Maternal and Offspring Fatty Acid Desaturase Variants, Prenatal DHA Supplementation, and Dietary n-6:n-3 Fatty Acid Ratio in Relation to Cardiometabolic Health in Mexican Children.

BACKGROUND: Single-nucleotide polymorphisms (SNPs) in fatty acid desaturase (FADS) genes may modify dietary fatty acid requirements and influence cardiometabolic health (CMH). OBJECTIVES: We evaluated the role of selected variants in maternal and offspring FADS genes on offspring CMH at the age of 11 y and assessed interactions of genotype with diet quality and prenatal docosahexaenoic acid (DHA) supplementation. METHODS: We used data from offspring (n = 203) born to females who participated in a randomized controlled trial of DHA supplementation (400 mg/d) from midgestation to delivery. We generated a metabolic syndrome (MetS) score from body mass index, high-density lipoprotein cholesterol, triglycerides, systolic blood pressure, and fasting glucose and identified 6 distinct haplotypes from 5 offspring FADS SNPs. Dietary n-6 (ω-6):n-3 fatty acid ratios were derived from 24-h recall data (n = 141). We used generalized linear models to test associations of offspring diet and FADS haplotypes with MetS score and interactions of maternal and offspring FADS SNP rs174602 with prenatal treatment group and dietary n-6:n-3 ratio on MetS score. RESULTS: Associations between FADS haplotypes and MetS score were null. Offspring SNP rs174602 did not modify the association of prenatal DHA supplementation with MetS score. Among children with TT or TC genotype for SNP rs174602 (n = 88), those in the highest n-6:n-3 ratio tertile (>8.61) had higher MetS score relative to the lowest tertile [<6.67) (Δ= 0.36; 95% confidence interval (CI): 0.03, 0.69]. Among children with CC genotype (n = 53), those in the highest n-6:n-3 ratio tertile had a lower MetS score relative to the lowest tertile (Δ= -0.23; 95% CI: -0.61, 0.16). CONCLUSIONS: There was evidence of an interaction of offspring FADS SNP rs174602 with current dietary polyunsaturated fatty acid intake, but not with prenatal DHA supplementation, on MetS score. Further studies may help to determine the utility of targeted supplementation strategies and dietary recommendations based on genetic profile.

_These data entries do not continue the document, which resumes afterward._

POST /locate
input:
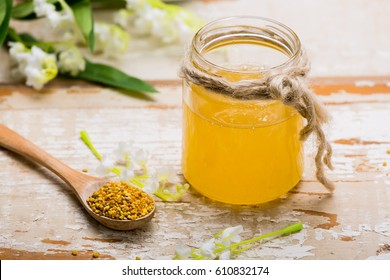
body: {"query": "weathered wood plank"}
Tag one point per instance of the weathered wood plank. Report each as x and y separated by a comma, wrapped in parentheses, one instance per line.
(36, 207)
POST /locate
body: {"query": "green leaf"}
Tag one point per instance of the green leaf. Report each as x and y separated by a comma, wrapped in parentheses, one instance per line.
(111, 76)
(5, 15)
(23, 10)
(83, 14)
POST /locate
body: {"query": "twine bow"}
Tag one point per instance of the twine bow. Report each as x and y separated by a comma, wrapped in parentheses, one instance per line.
(290, 86)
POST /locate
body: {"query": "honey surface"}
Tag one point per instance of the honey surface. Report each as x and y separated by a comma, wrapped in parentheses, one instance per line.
(240, 152)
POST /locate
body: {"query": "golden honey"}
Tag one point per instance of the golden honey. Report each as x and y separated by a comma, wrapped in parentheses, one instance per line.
(239, 151)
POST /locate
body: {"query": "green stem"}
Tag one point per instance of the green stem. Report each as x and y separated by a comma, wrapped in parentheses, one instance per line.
(85, 138)
(287, 230)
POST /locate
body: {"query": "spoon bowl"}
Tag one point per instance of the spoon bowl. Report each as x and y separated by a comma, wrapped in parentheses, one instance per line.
(82, 185)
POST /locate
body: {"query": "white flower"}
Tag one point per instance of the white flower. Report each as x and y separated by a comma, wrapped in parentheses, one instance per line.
(37, 66)
(58, 19)
(207, 249)
(169, 23)
(232, 234)
(110, 39)
(182, 251)
(71, 61)
(122, 153)
(122, 17)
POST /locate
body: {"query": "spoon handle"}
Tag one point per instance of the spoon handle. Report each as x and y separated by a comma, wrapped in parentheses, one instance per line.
(11, 140)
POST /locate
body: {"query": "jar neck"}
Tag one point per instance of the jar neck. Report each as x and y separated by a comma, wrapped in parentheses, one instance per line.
(262, 46)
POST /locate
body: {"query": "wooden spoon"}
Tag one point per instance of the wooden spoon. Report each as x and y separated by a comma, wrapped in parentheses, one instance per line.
(81, 184)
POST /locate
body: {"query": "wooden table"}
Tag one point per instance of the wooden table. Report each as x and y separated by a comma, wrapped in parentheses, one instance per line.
(41, 219)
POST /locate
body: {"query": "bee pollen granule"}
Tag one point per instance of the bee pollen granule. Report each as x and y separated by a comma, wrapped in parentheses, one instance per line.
(120, 201)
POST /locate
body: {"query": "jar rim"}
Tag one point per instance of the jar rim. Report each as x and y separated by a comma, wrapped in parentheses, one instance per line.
(203, 30)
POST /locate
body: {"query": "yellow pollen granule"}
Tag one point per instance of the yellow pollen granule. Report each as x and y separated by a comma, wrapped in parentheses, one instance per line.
(120, 201)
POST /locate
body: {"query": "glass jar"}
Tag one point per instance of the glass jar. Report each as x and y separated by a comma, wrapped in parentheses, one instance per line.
(241, 151)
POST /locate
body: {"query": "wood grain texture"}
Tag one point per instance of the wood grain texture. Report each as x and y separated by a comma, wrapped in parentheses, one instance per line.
(40, 218)
(35, 206)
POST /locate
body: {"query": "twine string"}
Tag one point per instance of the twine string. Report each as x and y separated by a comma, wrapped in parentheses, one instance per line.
(290, 86)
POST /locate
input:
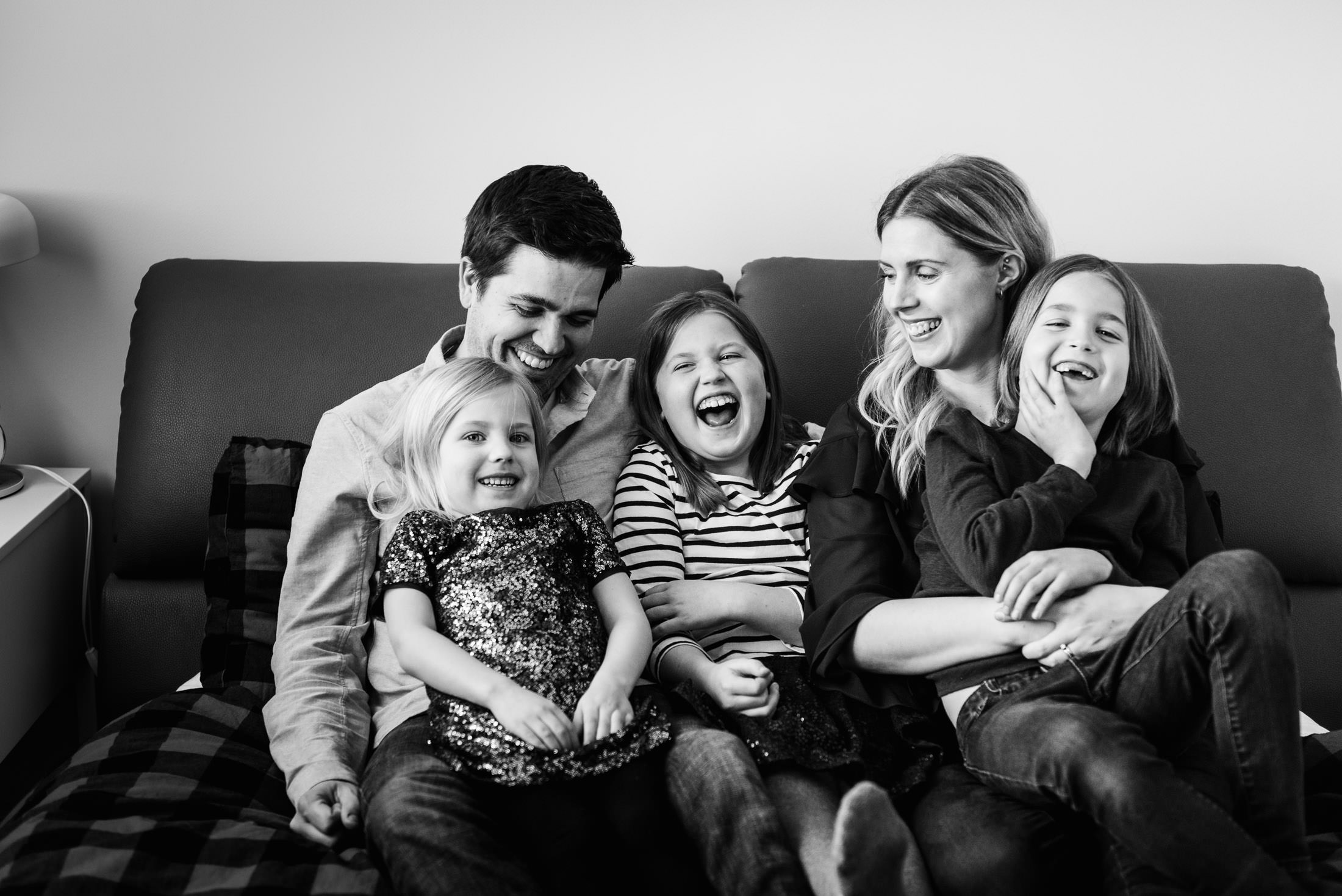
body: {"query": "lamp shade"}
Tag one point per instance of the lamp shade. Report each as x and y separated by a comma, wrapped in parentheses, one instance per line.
(18, 231)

Effects of prenatal docosahexaenoic acid supplementation on offspring cardiometabolic health at 11 years differs by maternal single nucleotide polymorphism rs174602: follow-up of a randomized controlled trial in Mexico.

BACKGROUND: There is limited evidence regarding long-term effects of prenatal docosahexaenoic acid (DHA) supplementation on offspring cardiometabolic health (CMH). Inconsistent results may be attributable to variants of fatty acid desaturase (FADS) genes. OBJECTIVE: We aimed to evaluate the effect of prenatal DHA supplementation on offspring CMH and investigate effect modification by maternal FADS2 single nucleotide polymorphism (SNP) rs174602. METHODS: We used follow-up data from a double-blind, randomized controlled trial in Mexico in which pregnant females received 400 mg/d of algal DHA or placebo from midgestation until delivery. The study sample included 314 offspring with data at age 11 y and maternal FADS genetic data (DHA: n = 160; Placebo: n = 154). We derived a Metabolic Syndrome (MetS) score from body mass index, HDL, triglycerides, fasting glucose concentrations, and systolic blood pressure. Generalized linear models were used to evaluate the effect of the intervention on offspring MetS score and test interactions between treatment group and genotype, adjusting for maternal, offspring, and household factors. RESULTS: Offspring MetS score did not differ significantly by treatment group. We observed evidence of effect modification by maternal SNP rs174602 (P = 0.001); offspring of maternal TT genotype who received DHA had lower MetS score relative to the placebo group (DHA (mean ± standard error of the mean (SEM)): -0.21 ± 0.11, n = 21; Placebo: 0.05 ± 0.11, n = 23; Δ= -0.26 (95% CI: -0.55, 0.04), P = 0.09); among CC maternal genotype carriers, offspring of mothers who received DHA had higher MetS score (0.18 ± 0.06, n = 62) relative to the placebo group (-0.05 ± 0.06, n = 65, Δ=0.24 (0.06, 0.41), P < 0.01). CONCLUSION: The effect of prenatal DHA supplementation on offspring MetS score differed by maternal FADS SNP rs174602. These findings further support incorporating genetic analysis of FADS polymorphisms in DHA supplementation trials. CLINICAL TRIAL DETAILS: This trial was registered at clinicaltrials.gov as NCT00646360.